Мистер Соломонс молчал, медленно поглаживая ствол, словно руку прекрасной женщины или своё еврейское самомнение как минимум. Я почти не видела его лица, но он сидел с закрытыми глазами. Так долго, что Джек, наверное, успел вспомнить все молитвы, какие знал. А я просчитать все варианты. И только когда дошла до того самого, до последнего, он произнёс, не поворачиваясь:
— Что ты тогда сказала?
Я не сразу поняла, что обращались ко мне. Только по взгляду Олли, почему-то уставившемуся на меня. Тогда я мгновенно поняла, что он имел в виду.
— Вы ничего не делаете без достойной причины, — слово в слово, будто от этого зависела моя жизнь.
— Слышал? — наконец, уставившись на Джека, спросил мужчина. — Я считаю, причина охренительно достойная.
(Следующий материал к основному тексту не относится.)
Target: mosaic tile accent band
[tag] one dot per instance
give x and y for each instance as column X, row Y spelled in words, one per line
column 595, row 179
А потом вдруг встал и повернулся ко мне.
— Как думаешь?
Это было ужасное чувство. Белое пространство занимало почти всё вокруг. Я видела только тонкую полоску черноты над собой, словно нависшее лезвие гильотины. Он спросил не просто так. Он спросил, давая мне право решать чужую судьбу.
— Эйприл… — едва выдыхая, придушенным голосом человека идущего ко дну, простонал Джек. — Пожалуйста.
Джек смотрел на меня, как судью. Как смотрели на императора гладиаторы. Мне нужно было только вытянуть руку и поднять палец вверх. Вот только выбор был иллюзорным. Давая мне его, мистер Соломонс прекрасно знал, что никакого выбора нет. Это была изощрённая пытка — и ещё неизвестно кому она предназначалась. Джек думал, я могу заступиться за него. Он видел, как я делала это прежде и думал, у меня есть какая-то власть.
— Эйприл? — выжидающе позвал мой босс.
Ненавижу это имя. Оно связано с жизнью. А вокруг меня только смерть.
Перед глазами у меня стояло лицо Рахель. Я даже не знаю, если ли у неё семья. Кто сообщит им? Я отлипла от стены, взялась за ручку двери и просто вышла, не говоря ни слова. Услышала только обрывок: «… в Лаймхаусе!». Замерла, не пройдя и пары шагов. Всё было тихо. И вдруг раздался выстрел.
Я вздрогнула. Чёрная полоска схлопнулась. Я осталась одна в белом дребезжащем пространстве, окружавшем меня со всех сторон.